Stella was not at the service. How much can you forgive? How many times? And the worst thing was: No one asked about her. Men and women who’d known her since she was a baby. Not a word. And I understood this. There’s enough grief, they were thinking, without mentioning Stella’s absence. But it was embarrassing.

6

 

Milwaukee (February–March 1997)

Stella called at the beginning of February. I hadn’t had any contact with her since she’d driven off in Jimmy’s truck in June. I hadn’t been able to reach her to tell her that her father had died, had been reduced to ashes, which had been buried in Hope Cemetery. And I could hardly contain my anger. It was the only feeling I could grab onto to steady myself. “Your father died and you couldn’t give me a call? You couldn’t pick up the phone?”

“Ma,” she said, “I’m sorry. It’s just .
.
.”

“I called Jimmy’s uncle and asked him to give you the message. Did he tell you? Did he tell you that Pa was dead? He told me to leave a message at TruckStopUSA in Ottawa. I called and talked to the manager. She said she’d give you the message.”

“Ma,” she said, “I’m sorry.”

“I found out your schedule, sort of.

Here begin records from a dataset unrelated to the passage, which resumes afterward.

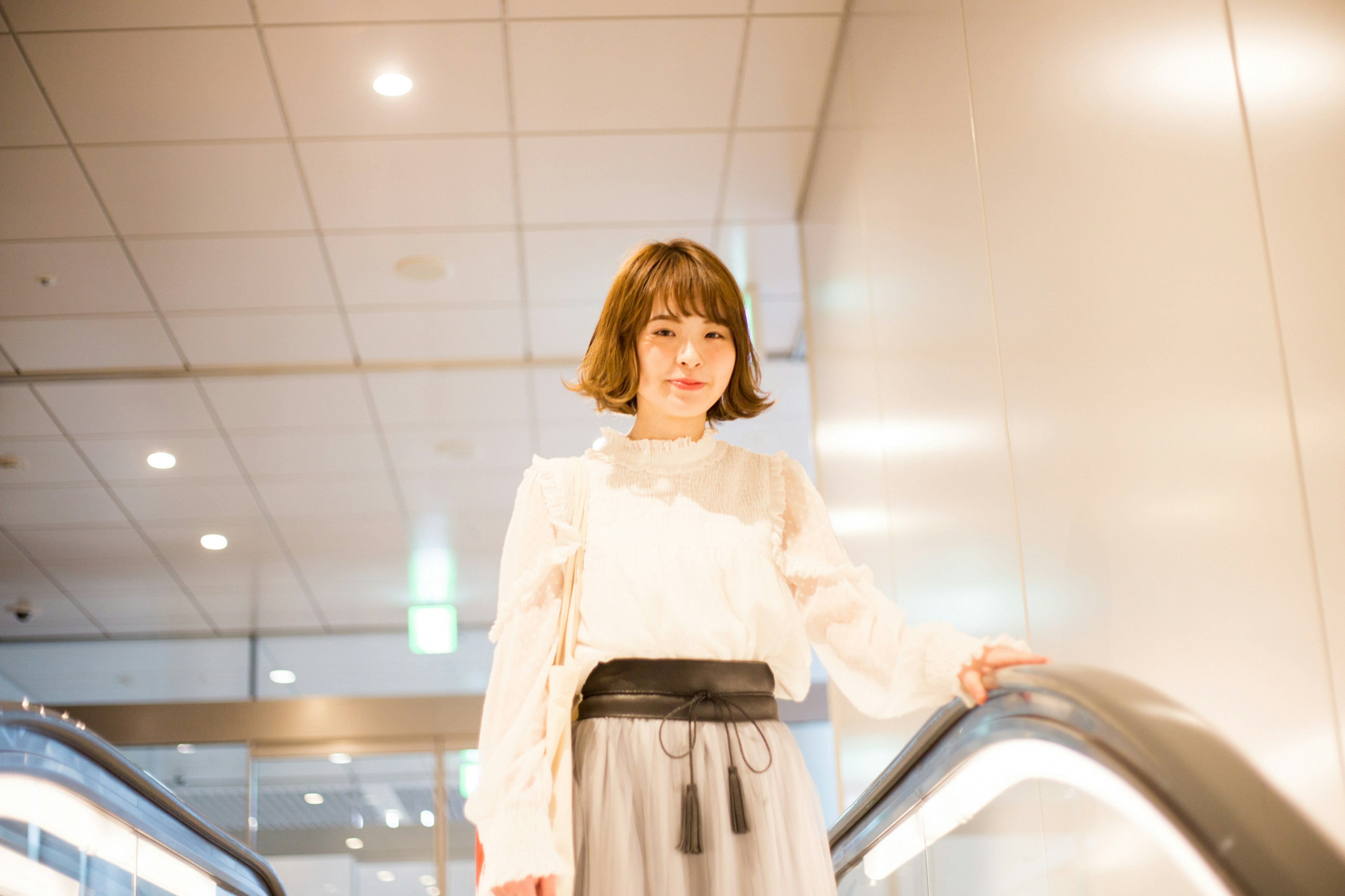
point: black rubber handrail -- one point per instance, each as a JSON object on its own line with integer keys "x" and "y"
{"x": 1251, "y": 836}
{"x": 75, "y": 735}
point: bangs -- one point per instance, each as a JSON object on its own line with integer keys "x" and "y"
{"x": 688, "y": 290}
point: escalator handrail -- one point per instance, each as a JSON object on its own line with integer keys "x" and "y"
{"x": 75, "y": 735}
{"x": 1254, "y": 836}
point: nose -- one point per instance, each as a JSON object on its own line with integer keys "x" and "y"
{"x": 688, "y": 356}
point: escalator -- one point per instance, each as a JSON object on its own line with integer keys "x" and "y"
{"x": 78, "y": 820}
{"x": 1074, "y": 781}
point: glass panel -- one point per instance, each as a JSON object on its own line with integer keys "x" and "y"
{"x": 210, "y": 778}
{"x": 1029, "y": 819}
{"x": 344, "y": 825}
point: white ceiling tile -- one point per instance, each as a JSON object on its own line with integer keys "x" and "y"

I drove up to TruckStopUSA on Christmas Day because I thought I could catch you. I ate Christmas dinner with the manager, Ruthy, the one with the long red hair. I didn’t realize she’s your pal. Turkey breast and mashed potatoes and gravy. You know what she told me? She told me Jimmy wants you to get a boob job, she told me he wants you to get stitched up tighter. Down there, you know.”

“Ma, Jimmy’s none of your business.”

Stella and Jimmy were hauling produce for Jimmy’s uncle and Stella wanted me to invest in a truck, a White Freightliner Century, she explained, with a small box sleeper, 470 horsepower, dual 150-gallon tanks, all aluminum wheels, engine brake, and more than a million miles on the odometer. Most of this was lost on me, except the million miles on the odometer. A million miles. That was like a light year, beyond comprehension.